Che le cose potessero passarle attraverso le mani, uscire dalle sue mani come una cosa viva, era qualcosa da cui Evgenija era colpita profondamente: «A volte succede, ti accorgi che qualcosa esce dalle tue mani all’improvviso, non semplicemente perché stai seguendo una tecnica o hai una qualche abilità, e quando succede sembra semplicemente un miracolo. […] Una volta delle persone mi hanno chiesto un’icona, non so perché ma si vedeva che per loro era importante. Quando gliel’ho consegnata, si sono commossi: aveva il volto di una loro figlia che era morta. Io non ne avevo idea, eppure è vero, come le somigliava…
Ma allora, Chi ha dipinto sull’icona attraverso le mie mani?».
La sua intervista, pochi mesi prima di morire, piena di gioia, di progetti e di consapevolezza, del desiderio di capire la comunione dei santi, di viverla non con la testa, ma con tutta se stessa: «Si fa spazio una questione molto importante legata al fatto che attorno a me sono comparse moltissime persone, e non sono semplicemente comparse, questa quantità enorme di persone mi ha aiutato e continua ad aiutarmi. Anche prima di ammalarmi mi interrogavo sul significato della comunione, della sobornost’: è un tema che faccio fatica a capire fino in fondo, assieme a ciò che nel cristianesimo significa la parola ecclesia. Ecco io vorrei provare a capirlo di più, a farlo crescere in me. E ora attraverso i ritratti che faccio, vorrei provare a sentire con tutta me stessa ogni singola persona, ad approfondire l’unicità di ciascuno».
Un altro aspetto importante della sua creatività – rappresentato in mostra da due icone – è il bisogno di radicarsi nella tradizione iconografica bizantina e russa, mentre le opere di grafica denotano l’esigenza di trovare un linguaggio contemporaneo. «Hai un qualche progetto artistico per il breve termine? – le chiedono – «Mi piacerebbe lavorare col suono, perché il suono attraversa la persona senza ostacoli».
Molte opere esposte appartengono all’ultimo periodo di vita di Evgenija, quando nella sua pittura non poteva non rispecchiarsi la grave malattia che l’aveva colpita.
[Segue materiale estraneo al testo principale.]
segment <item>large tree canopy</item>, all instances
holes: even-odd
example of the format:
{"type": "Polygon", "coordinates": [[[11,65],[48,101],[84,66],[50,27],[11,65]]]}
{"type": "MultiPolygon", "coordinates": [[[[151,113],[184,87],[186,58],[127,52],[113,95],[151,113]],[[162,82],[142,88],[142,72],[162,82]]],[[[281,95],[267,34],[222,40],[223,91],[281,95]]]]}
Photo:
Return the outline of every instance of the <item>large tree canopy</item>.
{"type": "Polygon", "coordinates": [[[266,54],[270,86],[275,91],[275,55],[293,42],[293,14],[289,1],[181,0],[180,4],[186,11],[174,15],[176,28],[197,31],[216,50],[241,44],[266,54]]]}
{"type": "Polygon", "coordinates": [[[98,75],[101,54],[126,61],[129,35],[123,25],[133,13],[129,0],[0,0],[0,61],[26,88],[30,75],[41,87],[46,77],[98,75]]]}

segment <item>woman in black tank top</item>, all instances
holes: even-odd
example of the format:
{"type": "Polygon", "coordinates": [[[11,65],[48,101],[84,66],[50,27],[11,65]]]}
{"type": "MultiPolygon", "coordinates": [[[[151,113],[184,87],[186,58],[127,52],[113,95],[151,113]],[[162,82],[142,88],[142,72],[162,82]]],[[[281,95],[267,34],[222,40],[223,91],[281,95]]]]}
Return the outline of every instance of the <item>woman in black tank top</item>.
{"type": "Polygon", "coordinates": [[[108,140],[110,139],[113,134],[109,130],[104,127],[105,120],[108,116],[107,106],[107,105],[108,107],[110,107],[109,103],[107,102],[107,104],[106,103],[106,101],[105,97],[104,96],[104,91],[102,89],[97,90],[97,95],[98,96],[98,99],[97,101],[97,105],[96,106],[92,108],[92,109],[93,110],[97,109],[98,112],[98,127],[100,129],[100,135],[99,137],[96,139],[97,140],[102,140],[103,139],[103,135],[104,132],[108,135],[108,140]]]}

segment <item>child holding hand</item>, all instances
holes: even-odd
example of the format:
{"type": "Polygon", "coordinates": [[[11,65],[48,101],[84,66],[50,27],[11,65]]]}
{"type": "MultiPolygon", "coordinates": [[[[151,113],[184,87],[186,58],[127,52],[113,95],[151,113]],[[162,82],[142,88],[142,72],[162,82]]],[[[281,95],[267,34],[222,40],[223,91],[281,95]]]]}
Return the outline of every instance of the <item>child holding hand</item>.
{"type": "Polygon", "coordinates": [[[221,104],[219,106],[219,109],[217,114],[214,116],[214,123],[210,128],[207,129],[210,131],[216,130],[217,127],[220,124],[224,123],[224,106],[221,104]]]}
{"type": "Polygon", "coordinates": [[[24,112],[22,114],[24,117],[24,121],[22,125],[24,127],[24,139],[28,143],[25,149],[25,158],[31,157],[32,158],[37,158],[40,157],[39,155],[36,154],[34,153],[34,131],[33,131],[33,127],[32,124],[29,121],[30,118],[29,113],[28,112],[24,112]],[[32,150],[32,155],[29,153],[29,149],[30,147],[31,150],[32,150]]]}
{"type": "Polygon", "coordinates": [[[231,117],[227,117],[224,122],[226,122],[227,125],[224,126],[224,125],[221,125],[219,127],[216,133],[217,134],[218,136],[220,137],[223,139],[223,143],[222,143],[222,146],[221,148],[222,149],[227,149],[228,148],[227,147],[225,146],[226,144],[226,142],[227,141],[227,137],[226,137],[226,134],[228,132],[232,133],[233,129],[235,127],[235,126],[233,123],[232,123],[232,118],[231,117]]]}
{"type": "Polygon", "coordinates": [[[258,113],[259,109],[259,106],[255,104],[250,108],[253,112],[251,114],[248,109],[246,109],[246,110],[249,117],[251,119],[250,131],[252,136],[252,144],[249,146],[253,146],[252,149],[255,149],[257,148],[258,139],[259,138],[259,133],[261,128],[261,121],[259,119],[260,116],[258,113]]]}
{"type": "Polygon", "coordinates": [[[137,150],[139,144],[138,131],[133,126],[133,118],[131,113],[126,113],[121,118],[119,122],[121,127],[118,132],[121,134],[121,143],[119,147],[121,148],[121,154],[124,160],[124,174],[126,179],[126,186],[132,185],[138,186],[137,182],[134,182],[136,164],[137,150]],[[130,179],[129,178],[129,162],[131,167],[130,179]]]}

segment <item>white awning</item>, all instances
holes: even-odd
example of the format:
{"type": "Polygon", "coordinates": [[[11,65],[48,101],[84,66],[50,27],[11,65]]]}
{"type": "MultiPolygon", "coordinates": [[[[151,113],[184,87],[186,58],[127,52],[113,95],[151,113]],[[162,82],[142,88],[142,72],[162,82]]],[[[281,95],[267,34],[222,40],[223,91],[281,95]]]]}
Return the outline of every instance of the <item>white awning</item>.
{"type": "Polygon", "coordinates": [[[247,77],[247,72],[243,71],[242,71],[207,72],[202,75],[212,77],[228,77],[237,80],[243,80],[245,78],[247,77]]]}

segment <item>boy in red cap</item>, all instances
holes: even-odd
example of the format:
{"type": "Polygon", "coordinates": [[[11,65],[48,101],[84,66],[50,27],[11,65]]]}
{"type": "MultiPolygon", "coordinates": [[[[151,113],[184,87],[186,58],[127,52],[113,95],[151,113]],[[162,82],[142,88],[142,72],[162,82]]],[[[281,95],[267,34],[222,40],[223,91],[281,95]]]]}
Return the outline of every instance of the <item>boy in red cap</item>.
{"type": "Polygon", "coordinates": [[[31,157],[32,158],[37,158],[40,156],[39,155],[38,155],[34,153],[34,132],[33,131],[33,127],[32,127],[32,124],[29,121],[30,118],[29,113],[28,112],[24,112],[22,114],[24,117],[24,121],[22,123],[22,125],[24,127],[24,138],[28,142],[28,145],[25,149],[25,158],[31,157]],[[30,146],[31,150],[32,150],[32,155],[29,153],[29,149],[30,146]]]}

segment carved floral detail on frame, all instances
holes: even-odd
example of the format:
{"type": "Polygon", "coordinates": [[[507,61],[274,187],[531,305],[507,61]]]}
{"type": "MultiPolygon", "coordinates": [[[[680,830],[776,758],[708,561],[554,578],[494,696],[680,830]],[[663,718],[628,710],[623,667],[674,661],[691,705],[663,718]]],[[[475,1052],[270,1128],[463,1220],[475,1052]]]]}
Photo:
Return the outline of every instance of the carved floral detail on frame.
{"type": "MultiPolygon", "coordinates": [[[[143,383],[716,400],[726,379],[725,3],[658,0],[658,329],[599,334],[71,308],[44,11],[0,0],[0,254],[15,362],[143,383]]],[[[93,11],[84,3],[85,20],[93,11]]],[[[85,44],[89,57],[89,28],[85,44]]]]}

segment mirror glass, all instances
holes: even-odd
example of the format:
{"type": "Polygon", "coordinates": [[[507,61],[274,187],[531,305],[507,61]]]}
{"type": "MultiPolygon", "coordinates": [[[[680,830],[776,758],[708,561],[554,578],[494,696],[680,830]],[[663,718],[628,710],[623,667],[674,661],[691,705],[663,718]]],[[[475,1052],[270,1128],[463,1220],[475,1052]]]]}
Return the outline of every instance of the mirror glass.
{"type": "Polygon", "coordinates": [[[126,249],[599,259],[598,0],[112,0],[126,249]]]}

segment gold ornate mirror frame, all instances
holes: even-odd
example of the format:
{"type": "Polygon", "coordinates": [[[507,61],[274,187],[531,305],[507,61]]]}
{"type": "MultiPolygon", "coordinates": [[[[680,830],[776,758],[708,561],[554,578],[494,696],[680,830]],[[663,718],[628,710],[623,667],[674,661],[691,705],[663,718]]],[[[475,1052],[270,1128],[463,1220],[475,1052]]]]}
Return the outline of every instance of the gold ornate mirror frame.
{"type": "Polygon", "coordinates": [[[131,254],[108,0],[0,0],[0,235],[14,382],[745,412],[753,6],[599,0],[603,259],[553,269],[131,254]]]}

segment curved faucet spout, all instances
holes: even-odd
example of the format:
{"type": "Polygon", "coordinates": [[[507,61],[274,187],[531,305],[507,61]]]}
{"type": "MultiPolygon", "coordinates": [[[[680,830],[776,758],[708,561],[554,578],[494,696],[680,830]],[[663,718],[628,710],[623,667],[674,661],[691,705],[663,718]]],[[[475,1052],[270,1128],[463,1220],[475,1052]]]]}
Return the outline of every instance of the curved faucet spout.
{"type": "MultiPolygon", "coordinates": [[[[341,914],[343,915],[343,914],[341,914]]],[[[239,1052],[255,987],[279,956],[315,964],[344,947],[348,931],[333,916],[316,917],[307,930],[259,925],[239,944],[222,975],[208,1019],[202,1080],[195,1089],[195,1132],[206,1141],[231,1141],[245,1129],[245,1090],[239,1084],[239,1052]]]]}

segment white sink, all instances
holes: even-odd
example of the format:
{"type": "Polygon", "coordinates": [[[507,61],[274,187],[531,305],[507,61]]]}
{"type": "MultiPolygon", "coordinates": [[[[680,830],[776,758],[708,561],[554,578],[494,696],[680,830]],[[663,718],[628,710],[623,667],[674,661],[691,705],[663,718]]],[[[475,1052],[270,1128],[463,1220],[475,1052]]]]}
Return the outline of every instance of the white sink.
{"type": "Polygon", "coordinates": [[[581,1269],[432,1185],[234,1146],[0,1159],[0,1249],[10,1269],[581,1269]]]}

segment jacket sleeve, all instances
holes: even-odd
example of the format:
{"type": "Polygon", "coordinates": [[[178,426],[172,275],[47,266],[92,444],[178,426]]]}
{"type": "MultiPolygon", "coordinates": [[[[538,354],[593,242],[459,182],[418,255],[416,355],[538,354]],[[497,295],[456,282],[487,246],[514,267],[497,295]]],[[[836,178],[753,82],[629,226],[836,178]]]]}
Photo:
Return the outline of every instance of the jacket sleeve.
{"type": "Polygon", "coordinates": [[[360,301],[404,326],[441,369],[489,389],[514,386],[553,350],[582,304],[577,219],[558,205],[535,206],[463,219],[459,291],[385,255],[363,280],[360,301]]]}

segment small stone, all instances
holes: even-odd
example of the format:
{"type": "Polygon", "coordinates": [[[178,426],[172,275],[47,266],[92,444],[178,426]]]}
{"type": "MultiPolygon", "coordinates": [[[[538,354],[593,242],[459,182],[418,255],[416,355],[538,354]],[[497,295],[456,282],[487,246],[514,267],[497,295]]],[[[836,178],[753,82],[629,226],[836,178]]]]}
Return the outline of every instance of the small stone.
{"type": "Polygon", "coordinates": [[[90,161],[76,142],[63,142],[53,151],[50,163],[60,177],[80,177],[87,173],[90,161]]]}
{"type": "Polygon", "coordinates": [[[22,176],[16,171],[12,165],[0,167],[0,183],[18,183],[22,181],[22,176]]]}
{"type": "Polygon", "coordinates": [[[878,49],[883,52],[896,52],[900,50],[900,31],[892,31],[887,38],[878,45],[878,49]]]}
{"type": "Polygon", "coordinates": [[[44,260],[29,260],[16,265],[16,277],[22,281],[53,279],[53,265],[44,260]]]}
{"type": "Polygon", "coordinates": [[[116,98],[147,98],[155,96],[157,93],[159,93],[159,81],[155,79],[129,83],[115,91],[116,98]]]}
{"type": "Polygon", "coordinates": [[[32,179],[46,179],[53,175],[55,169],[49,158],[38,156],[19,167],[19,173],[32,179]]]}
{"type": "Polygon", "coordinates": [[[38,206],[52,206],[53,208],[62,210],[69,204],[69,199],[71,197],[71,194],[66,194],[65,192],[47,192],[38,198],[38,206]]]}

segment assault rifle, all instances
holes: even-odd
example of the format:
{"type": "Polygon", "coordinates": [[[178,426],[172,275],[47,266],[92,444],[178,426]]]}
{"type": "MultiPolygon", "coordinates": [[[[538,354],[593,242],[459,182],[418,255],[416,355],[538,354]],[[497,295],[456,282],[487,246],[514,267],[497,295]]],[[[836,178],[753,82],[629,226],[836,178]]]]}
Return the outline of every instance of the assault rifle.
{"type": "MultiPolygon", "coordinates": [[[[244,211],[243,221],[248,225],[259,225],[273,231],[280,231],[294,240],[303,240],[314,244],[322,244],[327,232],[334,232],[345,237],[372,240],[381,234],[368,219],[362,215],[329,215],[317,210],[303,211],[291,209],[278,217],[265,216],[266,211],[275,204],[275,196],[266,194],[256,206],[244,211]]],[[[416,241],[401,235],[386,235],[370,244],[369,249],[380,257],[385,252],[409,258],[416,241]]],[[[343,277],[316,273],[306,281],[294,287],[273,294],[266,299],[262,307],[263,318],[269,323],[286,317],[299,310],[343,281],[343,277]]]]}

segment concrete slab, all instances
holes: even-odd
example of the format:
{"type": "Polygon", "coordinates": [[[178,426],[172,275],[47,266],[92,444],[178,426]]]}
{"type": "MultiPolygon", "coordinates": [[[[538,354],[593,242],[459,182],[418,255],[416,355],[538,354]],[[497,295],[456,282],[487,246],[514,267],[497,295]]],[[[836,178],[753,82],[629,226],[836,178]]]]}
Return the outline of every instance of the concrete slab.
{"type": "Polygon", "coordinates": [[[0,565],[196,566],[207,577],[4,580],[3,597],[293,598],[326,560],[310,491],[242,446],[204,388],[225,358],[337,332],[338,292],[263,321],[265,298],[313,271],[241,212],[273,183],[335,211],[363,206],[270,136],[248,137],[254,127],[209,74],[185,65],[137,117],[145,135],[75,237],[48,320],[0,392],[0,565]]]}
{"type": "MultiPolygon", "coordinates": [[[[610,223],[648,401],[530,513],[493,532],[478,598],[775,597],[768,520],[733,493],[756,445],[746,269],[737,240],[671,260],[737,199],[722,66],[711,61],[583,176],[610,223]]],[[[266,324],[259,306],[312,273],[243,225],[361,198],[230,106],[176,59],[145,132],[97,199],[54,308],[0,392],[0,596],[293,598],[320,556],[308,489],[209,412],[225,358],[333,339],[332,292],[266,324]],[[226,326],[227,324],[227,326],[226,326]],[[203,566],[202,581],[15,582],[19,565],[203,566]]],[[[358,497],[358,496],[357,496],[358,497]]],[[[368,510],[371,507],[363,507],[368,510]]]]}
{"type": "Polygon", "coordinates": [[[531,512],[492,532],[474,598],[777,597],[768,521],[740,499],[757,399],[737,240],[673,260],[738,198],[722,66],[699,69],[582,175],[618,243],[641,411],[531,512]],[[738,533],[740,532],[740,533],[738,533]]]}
Ad esempio, tra i soggetti da lei prescelti vi sono figure di grandi medici dall’antichità a oggi, come se l’artista volesse attingere vita e salute ai loro farmaci; oppure, una serie di bozzetti di alberi di straordinaria energia vitale, che sembrano crescere sotto i nostri occhi; infine, dei penetranti autoritratti che colpiscono per la loro ricchezza espressiva. «L’uomo si abitua a tutto – confida parlando della scoperta della malattia. – Un anno fa [la malattia] è stata una cosa del tutto inaspettata, mi pareva non ci fossero particolari segnali. E poi passi attraverso un cammino, maturi una certa esperienza. Però voglio dire che tutto ciò in qualche modo mi ha semplificato la vita, sotto tanti aspetti. Ha fatto cadere molti schemi. Ad esempio, ho cominciato a percepire forte il significato dell’arte, dei miei progetti, aldilà della loro apparente “inutilità”».
Siamo ormai alla terza mostra organizzata dopo la morte della giovane iconografa: si è scelto di esporre prevalentemente sue ricerche grafiche, esperimenti, che costituiscono una parte importante della sua poliedrica creatività, accanto a studi e riproduzioni di icone e affreschi, miniature, mosaici e altro ancora. A questo si aggiunge la sua appassionata attività di insegnante di pittura sacra, che in questi anni ha coinvolto molti nell’universo della cultura artistica cristiana.